Plaintiff shall have until November 30, 2023 to file written objections to this Memorandum and Recommendation. The presiding district judge must conduct his own review (that is, make a de novo determination) of those portions of the Memorandum and Recommendation to which objection is properly made and may accept, reject, or modify the determinations in the Memorandum and Recommendation; receive further evidence; or return the matter to the magistrate judge with instructions. See, e.g., 28 U.S.C. § 636(b)(1); Fed.R.Civ.P. 72(b)(3); Local Civ. R. 1.1 (permitting modification of deadlines specified in local rules), 72.4(b), E.D. N.C.

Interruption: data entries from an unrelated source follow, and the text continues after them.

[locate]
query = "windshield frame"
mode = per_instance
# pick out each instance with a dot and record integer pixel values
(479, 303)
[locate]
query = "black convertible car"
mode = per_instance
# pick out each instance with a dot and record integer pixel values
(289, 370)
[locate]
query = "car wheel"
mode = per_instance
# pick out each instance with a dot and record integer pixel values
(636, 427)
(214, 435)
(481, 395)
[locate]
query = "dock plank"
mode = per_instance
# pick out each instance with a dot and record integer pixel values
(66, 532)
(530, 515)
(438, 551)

If a party does not file written objections to the Memorandum and Recommendation by the foregoing deadline, the party will be giving up the right to review of the Memorandum and Recommendation by the presiding district judge as described above, and the presiding district judge may enter an order or judgment based on the Memorandum and Recommendation without such review. In addition, the party's failure to file written objections by the foregoing deadline will bar plaintiff from appealing to the Court of Appeals from an order or judgment of the presiding district judge based on the Memorandum and Recommendation. See Wright v. Collins , 766 F.2d 841, 846-47 (4th Cir. 1985).